Retour Des migrants africains se noient en Méditerranée

 [08/06/11 10:00] Une embarcation transportant des migrants en provenance de la Libye a à nouveau chaviré la semaine dernière. Au moins 150 personnes se sont noyées ; les autres passagers ont été secourus par des garde-côtes tunisiens et des bateaux de pêche. En mai, environ 600 personnes avaient perdu la vie dans une tragédie similaire. D'autres bateaux de migrants auraient disparu et 1 400 personnes, voire davantage, seraient décédées dans les mêmes conditions depuis le début de l'année.

Les noyades de migrants en Méditerranée ne sont pas un phénomène nouveau. Plusieurs naufrages se sont produits ces dernières années. Alors que des garde-côtes et des pêcheurs, d'Italie et d'autres pays, ont secouru bien des naufragés, les gouvernements européens, quant à eux, ont renvoyé des embarcations en mer et pris d'autres mesures draconiennes pour dissuader les migrants de faire la traversée.

Fuir la Libye devient de plus en plus dangereux

Tous ces efforts des gouvernements n'ont pas empêché les migrants de tenter de rejoindre l'Europe, mais ont rendu la traversée plus dangereuse et donné aux trafiquants une raison d'augmenter leurs tarifs.

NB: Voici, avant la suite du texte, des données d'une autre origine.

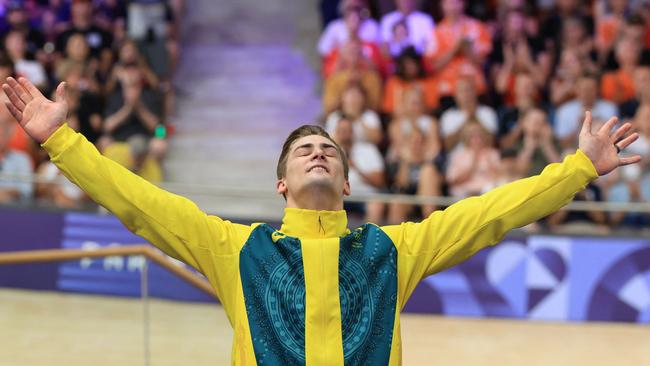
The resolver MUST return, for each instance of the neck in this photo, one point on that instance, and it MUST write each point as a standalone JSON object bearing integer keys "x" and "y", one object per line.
{"x": 318, "y": 199}
{"x": 314, "y": 224}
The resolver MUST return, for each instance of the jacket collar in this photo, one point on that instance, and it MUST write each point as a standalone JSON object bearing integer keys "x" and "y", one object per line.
{"x": 311, "y": 224}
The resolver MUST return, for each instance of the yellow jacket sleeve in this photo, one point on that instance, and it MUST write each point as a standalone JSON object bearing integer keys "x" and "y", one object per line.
{"x": 170, "y": 222}
{"x": 449, "y": 237}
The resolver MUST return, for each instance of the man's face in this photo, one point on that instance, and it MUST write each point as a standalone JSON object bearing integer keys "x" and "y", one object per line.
{"x": 405, "y": 6}
{"x": 313, "y": 162}
{"x": 453, "y": 8}
{"x": 81, "y": 11}
{"x": 642, "y": 81}
{"x": 465, "y": 92}
{"x": 587, "y": 90}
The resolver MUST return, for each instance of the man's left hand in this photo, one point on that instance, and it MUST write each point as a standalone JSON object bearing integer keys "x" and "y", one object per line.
{"x": 601, "y": 146}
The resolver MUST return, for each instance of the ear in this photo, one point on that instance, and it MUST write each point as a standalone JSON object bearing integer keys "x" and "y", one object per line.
{"x": 281, "y": 187}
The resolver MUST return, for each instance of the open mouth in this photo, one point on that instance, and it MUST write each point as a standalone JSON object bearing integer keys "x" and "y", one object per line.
{"x": 323, "y": 167}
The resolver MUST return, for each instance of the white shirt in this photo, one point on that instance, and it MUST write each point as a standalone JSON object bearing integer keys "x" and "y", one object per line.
{"x": 569, "y": 116}
{"x": 420, "y": 28}
{"x": 423, "y": 122}
{"x": 367, "y": 159}
{"x": 18, "y": 166}
{"x": 336, "y": 34}
{"x": 368, "y": 119}
{"x": 453, "y": 120}
{"x": 32, "y": 71}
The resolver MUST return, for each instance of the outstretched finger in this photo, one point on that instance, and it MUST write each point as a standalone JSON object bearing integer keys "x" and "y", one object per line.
{"x": 14, "y": 111}
{"x": 13, "y": 98}
{"x": 620, "y": 132}
{"x": 19, "y": 90}
{"x": 629, "y": 160}
{"x": 627, "y": 141}
{"x": 586, "y": 125}
{"x": 33, "y": 90}
{"x": 608, "y": 126}
{"x": 60, "y": 92}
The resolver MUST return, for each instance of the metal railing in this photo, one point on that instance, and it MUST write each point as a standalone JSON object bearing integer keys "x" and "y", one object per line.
{"x": 217, "y": 191}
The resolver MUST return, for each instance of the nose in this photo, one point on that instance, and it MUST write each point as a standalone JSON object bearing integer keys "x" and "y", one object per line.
{"x": 318, "y": 154}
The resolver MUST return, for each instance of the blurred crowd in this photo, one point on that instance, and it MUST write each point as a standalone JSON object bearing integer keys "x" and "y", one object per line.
{"x": 117, "y": 58}
{"x": 456, "y": 97}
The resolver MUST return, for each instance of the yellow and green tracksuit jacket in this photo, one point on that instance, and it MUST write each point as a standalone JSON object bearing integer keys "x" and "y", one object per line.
{"x": 314, "y": 292}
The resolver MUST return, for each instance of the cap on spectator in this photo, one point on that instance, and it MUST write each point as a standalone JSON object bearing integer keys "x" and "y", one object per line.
{"x": 352, "y": 5}
{"x": 14, "y": 5}
{"x": 138, "y": 145}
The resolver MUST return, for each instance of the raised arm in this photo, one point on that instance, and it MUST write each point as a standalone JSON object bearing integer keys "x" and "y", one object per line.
{"x": 448, "y": 237}
{"x": 172, "y": 223}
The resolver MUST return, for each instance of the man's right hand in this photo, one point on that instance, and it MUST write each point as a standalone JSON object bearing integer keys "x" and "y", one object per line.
{"x": 37, "y": 115}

Les embarcations sont devenues plus chargées et plus nombreuses à chavirer.

Les trafiquants portent une part de responsabilité ; ils embarquent bien trop de migrants à bord de bateaux bien trop fragiles et mettent ainsi la vie des passagers en danger. Généralement, les trafiquants ne sont pas du voyage : ils préfèrent laisser à des migrants le soin de s'occuper de la traversée.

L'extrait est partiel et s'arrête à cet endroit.